Strength: 7/10 alone, 10/10 combined with a Screen Time passcode you do not control. The app cannot be re-installed. The web version is also blocked. For Kick specifically, this is the most complete soft block available on iOS without additional apps.
When to use: when you have decided you want Kick off your phone for an extended period -- at minimum a few weeks. Trade-offs: blocking app installation also blocks every other app, so set this up after you have installed everything else you currently need. If you use Safari for general browsing, be aware that "Limit Adult Websites" adds kick.com to a blocked list but may also affect other sites depending on your iOS version. Test before committing. This is the right method when Methods 1-3 have all failed and you are clear that your goal is a clean break rather than usage reduction.
Method 5: Add a verified-exercise consequence
How: Set a daily phone-time limit in iOS Screen Time (e.g., 90 minutes/day across all apps, or whatever reflects realistic usage minus Kick). Install ScreenFine ($1/week subscription). When you go over your daily limit, ScreenFine logs a fine and asks for 25 pushups per 15-minute overage block. Kick time counts toward the daily total, so a long stream session accumulates overage fast. The pushups are camera-verified -- the app counts reps via your front camera.

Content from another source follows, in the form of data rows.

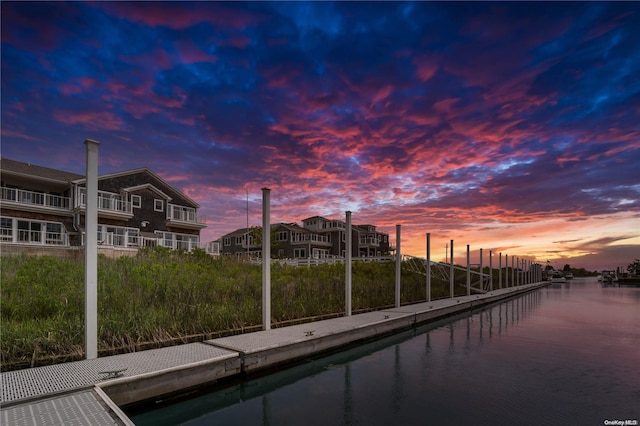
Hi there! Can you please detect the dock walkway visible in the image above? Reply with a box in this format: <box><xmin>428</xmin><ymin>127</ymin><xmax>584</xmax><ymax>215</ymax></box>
<box><xmin>0</xmin><ymin>282</ymin><xmax>548</xmax><ymax>426</ymax></box>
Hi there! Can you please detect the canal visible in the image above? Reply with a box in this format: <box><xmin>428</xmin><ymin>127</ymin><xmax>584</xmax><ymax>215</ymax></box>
<box><xmin>129</xmin><ymin>279</ymin><xmax>640</xmax><ymax>426</ymax></box>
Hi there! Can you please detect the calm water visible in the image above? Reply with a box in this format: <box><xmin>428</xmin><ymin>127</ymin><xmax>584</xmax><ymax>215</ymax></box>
<box><xmin>132</xmin><ymin>279</ymin><xmax>640</xmax><ymax>426</ymax></box>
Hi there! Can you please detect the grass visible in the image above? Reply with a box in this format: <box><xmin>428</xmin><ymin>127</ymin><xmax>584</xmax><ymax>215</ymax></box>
<box><xmin>0</xmin><ymin>248</ymin><xmax>456</xmax><ymax>371</ymax></box>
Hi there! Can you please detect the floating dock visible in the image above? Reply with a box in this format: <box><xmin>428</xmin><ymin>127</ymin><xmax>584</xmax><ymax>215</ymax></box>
<box><xmin>0</xmin><ymin>282</ymin><xmax>549</xmax><ymax>426</ymax></box>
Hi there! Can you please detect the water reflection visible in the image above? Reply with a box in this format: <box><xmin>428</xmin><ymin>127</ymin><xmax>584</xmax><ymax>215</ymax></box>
<box><xmin>134</xmin><ymin>280</ymin><xmax>640</xmax><ymax>425</ymax></box>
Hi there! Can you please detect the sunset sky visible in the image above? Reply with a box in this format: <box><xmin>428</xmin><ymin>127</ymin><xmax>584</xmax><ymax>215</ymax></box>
<box><xmin>1</xmin><ymin>1</ymin><xmax>640</xmax><ymax>270</ymax></box>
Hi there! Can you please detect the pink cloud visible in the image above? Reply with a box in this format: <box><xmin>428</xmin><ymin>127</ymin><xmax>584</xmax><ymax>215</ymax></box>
<box><xmin>52</xmin><ymin>111</ymin><xmax>124</xmax><ymax>130</ymax></box>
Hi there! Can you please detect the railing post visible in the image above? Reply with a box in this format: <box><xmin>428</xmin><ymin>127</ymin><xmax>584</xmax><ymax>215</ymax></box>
<box><xmin>262</xmin><ymin>188</ymin><xmax>271</xmax><ymax>330</ymax></box>
<box><xmin>427</xmin><ymin>232</ymin><xmax>431</xmax><ymax>302</ymax></box>
<box><xmin>395</xmin><ymin>225</ymin><xmax>402</xmax><ymax>308</ymax></box>
<box><xmin>84</xmin><ymin>139</ymin><xmax>100</xmax><ymax>359</ymax></box>
<box><xmin>344</xmin><ymin>211</ymin><xmax>353</xmax><ymax>316</ymax></box>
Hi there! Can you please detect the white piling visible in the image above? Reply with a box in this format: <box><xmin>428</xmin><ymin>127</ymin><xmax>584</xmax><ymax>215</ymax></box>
<box><xmin>504</xmin><ymin>254</ymin><xmax>509</xmax><ymax>288</ymax></box>
<box><xmin>449</xmin><ymin>240</ymin><xmax>453</xmax><ymax>298</ymax></box>
<box><xmin>344</xmin><ymin>211</ymin><xmax>353</xmax><ymax>316</ymax></box>
<box><xmin>480</xmin><ymin>249</ymin><xmax>484</xmax><ymax>290</ymax></box>
<box><xmin>262</xmin><ymin>188</ymin><xmax>271</xmax><ymax>330</ymax></box>
<box><xmin>489</xmin><ymin>250</ymin><xmax>493</xmax><ymax>291</ymax></box>
<box><xmin>84</xmin><ymin>139</ymin><xmax>100</xmax><ymax>359</ymax></box>
<box><xmin>467</xmin><ymin>244</ymin><xmax>471</xmax><ymax>296</ymax></box>
<box><xmin>498</xmin><ymin>252</ymin><xmax>502</xmax><ymax>288</ymax></box>
<box><xmin>396</xmin><ymin>225</ymin><xmax>402</xmax><ymax>308</ymax></box>
<box><xmin>427</xmin><ymin>232</ymin><xmax>431</xmax><ymax>302</ymax></box>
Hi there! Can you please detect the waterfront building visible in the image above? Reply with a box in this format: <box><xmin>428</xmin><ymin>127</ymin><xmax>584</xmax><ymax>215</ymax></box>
<box><xmin>0</xmin><ymin>158</ymin><xmax>206</xmax><ymax>252</ymax></box>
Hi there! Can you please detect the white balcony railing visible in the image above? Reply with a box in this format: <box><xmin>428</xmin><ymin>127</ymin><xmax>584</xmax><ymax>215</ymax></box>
<box><xmin>15</xmin><ymin>229</ymin><xmax>69</xmax><ymax>246</ymax></box>
<box><xmin>360</xmin><ymin>237</ymin><xmax>380</xmax><ymax>247</ymax></box>
<box><xmin>291</xmin><ymin>233</ymin><xmax>329</xmax><ymax>244</ymax></box>
<box><xmin>76</xmin><ymin>187</ymin><xmax>132</xmax><ymax>214</ymax></box>
<box><xmin>2</xmin><ymin>187</ymin><xmax>71</xmax><ymax>209</ymax></box>
<box><xmin>167</xmin><ymin>204</ymin><xmax>205</xmax><ymax>223</ymax></box>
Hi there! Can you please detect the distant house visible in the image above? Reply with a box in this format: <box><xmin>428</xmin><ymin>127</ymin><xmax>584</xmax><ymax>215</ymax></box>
<box><xmin>0</xmin><ymin>158</ymin><xmax>206</xmax><ymax>250</ymax></box>
<box><xmin>219</xmin><ymin>216</ymin><xmax>394</xmax><ymax>259</ymax></box>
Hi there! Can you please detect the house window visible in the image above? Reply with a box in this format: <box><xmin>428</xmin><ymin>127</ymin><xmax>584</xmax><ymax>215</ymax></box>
<box><xmin>0</xmin><ymin>217</ymin><xmax>13</xmax><ymax>241</ymax></box>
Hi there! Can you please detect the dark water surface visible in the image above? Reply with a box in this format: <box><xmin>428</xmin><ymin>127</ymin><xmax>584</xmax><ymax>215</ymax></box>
<box><xmin>132</xmin><ymin>279</ymin><xmax>640</xmax><ymax>426</ymax></box>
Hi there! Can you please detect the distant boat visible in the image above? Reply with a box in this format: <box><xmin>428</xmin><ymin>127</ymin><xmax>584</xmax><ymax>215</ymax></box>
<box><xmin>599</xmin><ymin>271</ymin><xmax>615</xmax><ymax>285</ymax></box>
<box><xmin>551</xmin><ymin>271</ymin><xmax>567</xmax><ymax>284</ymax></box>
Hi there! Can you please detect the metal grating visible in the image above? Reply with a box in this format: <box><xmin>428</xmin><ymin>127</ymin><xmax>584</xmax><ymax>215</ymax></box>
<box><xmin>0</xmin><ymin>343</ymin><xmax>237</xmax><ymax>403</ymax></box>
<box><xmin>0</xmin><ymin>391</ymin><xmax>121</xmax><ymax>426</ymax></box>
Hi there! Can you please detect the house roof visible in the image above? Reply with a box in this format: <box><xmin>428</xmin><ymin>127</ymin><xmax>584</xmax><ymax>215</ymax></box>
<box><xmin>0</xmin><ymin>158</ymin><xmax>84</xmax><ymax>183</ymax></box>
<box><xmin>74</xmin><ymin>167</ymin><xmax>200</xmax><ymax>208</ymax></box>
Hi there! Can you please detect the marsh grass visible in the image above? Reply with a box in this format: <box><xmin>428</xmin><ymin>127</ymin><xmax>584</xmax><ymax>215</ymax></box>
<box><xmin>0</xmin><ymin>248</ymin><xmax>450</xmax><ymax>371</ymax></box>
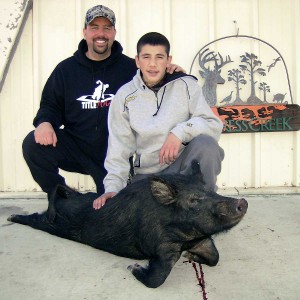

Strength: 8/10. The consequence is real and immediate but the user can pause the jar at any time, which is the autonomy escape hatch. The pause is a deliberate, friction-bearing decision rather than a tap-through, so it does not collapse to zero willpower. The mechanism is loss aversion: you have already spent time that generated a pending fine, and clearing it requires physical effort you did not plan to do.
Why this works for live streaming specifically: the problem with Kick is that time disappears. A stream that started at 9 PM is still running at midnight, and because each moment of the stream is engaging, there is no gap where boredom pushes you to stop. A pending-fine counter running in the background creates a time-cost signal that the stream itself suppresses. Knowing that each additional 15 minutes adds another set of pushups reintroduces the cost of time that live content deliberately hides.
When to use: when soft methods (1-4) have failed and you need a structural commitment device but do not want to go fully offline or hand a passcode to someone else. See the commitment devices guide for the underlying framework.
Which method should you pick?
- First attempt: Method 1 (App Limit, no passcode). Treat it as an audit, not a solution. See whether you bypass it within the first week.
- If Method 1 fails within a week: Method 2 (passcode held by someone else) plus a kick.com block in Safari. Cheapest escalation.
- If you want a clean break experiment: Method 3 (delete the app). 7-day diagnostic. Re-installing tells you something; staying off tells you something else.
- If you want extended time off Kick: Method 4 (Content Restrictions, install blocked, web blocked). Covers both the app and the web fallback. Needs a Screen Time passcode you do not control to hold.
- If 1-4 have all failed and you still cannot stop: Method 5 (verified-exercise consequence). Hard commitment device with a real but reversible cost.
One note specific to Kick versus other streaming apps: the web fallback matters more here. kick.com is a full-featured site and many users have a habit of opening streams in Safari rather than the app. Whatever method you choose, pair it with a kick.com block in Content Restrictions -- otherwise you are blocking the app while leaving an equally effective substitute completely open.
The honest read: users who are consistently going over their intended Kick time by more than an hour almost always need Method 4 or 5. Methods 1-3 are calibrated for users whose self-control is slightly insufficient -- not users whose self-control has been completely overridden by a live stream that has been running for four hours. If that description fits, start at Method 4 and do not waste a week on Methods 1-3 first.